CR3 News Magazine 2022 VOL 2: JANUARY -- BLACK & WOMEN'S HISTORY | Page 54

The Human Cost of Coal in South Africa

South Africa’s coal belt is blanketed in smog and ash and coated with a stench of sulfur. The area east of Johannesburg is among the world’s most polluted according to experts and poor air quality kills thousands of residents every year, but cleaning up this air would require a crackdown on polluting industries which are also an economic lifeline for local residents. The town of Emma lageni which translates to "the place of coal" in the Zulu language is where Mbali Mataboule and her daughter Princess live.
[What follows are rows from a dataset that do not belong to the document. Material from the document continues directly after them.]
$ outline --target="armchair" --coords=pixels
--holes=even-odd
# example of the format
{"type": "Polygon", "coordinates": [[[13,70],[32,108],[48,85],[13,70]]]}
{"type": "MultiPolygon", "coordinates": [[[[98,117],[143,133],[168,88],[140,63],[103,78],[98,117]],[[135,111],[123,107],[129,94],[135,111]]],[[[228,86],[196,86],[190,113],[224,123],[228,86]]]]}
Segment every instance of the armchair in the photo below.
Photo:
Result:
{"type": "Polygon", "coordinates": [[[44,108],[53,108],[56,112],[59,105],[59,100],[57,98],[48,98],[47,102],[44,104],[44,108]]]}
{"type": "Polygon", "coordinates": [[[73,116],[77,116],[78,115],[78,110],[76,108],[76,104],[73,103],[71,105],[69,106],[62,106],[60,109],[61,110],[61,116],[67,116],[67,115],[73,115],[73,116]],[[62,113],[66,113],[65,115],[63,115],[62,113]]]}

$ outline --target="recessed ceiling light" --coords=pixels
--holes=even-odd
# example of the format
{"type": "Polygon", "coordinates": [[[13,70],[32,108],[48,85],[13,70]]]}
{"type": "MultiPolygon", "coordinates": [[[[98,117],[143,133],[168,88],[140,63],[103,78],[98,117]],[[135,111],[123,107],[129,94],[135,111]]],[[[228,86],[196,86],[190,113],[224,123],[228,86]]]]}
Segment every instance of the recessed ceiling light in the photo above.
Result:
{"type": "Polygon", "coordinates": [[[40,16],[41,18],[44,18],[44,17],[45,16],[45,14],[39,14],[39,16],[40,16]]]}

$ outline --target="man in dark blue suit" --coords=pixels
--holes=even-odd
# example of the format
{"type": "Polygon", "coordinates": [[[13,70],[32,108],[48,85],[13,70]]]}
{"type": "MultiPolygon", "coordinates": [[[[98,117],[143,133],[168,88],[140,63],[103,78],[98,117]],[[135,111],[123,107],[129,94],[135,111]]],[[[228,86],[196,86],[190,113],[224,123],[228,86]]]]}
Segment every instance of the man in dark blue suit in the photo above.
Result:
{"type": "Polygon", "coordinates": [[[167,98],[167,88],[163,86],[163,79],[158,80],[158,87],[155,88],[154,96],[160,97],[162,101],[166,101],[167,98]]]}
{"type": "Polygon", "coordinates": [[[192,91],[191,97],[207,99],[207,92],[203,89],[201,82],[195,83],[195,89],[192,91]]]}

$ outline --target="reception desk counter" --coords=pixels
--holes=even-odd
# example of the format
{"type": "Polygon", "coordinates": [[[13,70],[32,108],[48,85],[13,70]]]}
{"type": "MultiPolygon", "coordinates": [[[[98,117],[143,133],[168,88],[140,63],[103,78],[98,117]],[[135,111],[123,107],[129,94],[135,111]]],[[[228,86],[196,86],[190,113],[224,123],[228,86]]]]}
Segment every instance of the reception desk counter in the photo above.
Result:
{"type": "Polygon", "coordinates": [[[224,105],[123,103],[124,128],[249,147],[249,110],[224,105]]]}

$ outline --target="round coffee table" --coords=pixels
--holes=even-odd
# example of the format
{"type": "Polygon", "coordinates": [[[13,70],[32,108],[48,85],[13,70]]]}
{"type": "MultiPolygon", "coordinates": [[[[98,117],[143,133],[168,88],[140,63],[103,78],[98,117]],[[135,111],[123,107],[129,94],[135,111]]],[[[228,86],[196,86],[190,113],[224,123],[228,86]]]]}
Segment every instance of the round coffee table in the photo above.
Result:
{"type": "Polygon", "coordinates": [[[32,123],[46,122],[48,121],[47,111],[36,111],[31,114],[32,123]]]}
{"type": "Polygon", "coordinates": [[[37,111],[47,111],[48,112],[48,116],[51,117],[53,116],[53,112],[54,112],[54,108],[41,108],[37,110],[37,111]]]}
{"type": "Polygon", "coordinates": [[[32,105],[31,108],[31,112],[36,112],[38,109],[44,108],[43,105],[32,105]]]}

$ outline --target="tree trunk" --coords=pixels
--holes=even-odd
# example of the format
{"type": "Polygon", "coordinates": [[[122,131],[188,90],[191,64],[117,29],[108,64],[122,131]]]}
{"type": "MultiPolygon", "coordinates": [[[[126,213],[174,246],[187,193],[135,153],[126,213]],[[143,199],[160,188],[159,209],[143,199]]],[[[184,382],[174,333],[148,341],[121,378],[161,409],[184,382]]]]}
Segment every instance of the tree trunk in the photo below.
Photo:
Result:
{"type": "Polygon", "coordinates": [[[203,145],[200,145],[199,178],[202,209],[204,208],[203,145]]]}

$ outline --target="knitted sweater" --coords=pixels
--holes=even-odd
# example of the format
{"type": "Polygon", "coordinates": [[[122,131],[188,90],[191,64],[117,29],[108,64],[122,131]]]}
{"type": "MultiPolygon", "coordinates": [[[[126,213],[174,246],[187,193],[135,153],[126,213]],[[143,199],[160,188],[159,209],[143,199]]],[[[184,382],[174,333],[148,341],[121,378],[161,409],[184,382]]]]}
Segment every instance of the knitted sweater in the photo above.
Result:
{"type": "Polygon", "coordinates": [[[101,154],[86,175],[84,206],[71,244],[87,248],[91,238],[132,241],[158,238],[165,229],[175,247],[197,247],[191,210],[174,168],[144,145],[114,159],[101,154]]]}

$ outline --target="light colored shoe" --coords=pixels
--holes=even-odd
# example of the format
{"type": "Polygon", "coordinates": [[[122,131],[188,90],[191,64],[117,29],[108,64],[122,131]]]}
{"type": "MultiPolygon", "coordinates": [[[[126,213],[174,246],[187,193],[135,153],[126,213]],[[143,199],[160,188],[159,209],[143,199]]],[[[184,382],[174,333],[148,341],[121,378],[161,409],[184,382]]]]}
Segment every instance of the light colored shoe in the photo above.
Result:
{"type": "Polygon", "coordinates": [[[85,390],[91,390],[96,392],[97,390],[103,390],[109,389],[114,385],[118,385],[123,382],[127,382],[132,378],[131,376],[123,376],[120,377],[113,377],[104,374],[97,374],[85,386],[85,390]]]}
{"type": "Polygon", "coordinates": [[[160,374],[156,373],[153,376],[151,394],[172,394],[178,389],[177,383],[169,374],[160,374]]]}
Her partner found work in a nearby coal plant which helped the family out of poverty but when Princess turned four she developed asthma and started struggling to breathe. "I get very concerned because I feel like my child won’t live for a long time because of these mines. That really worries me. It means that at any time she could die because of her situation." In 2019 scientists working for South Africa’s government completed a study on the health impacts of pollution from the country’s coal industry. The results were never officially published. Reuters reviewed a copy of the study which showed that 5,000 South Africans die annually in the nation’s coal belt because the government has failed to fully enforce its own air quality standards. Bobby Peake is an anti-coal activist. "These power stations do not have the pollution control mechanisms on because they were developed in the old apartheid system and during the old apartheid system they just didn’t care about pollution."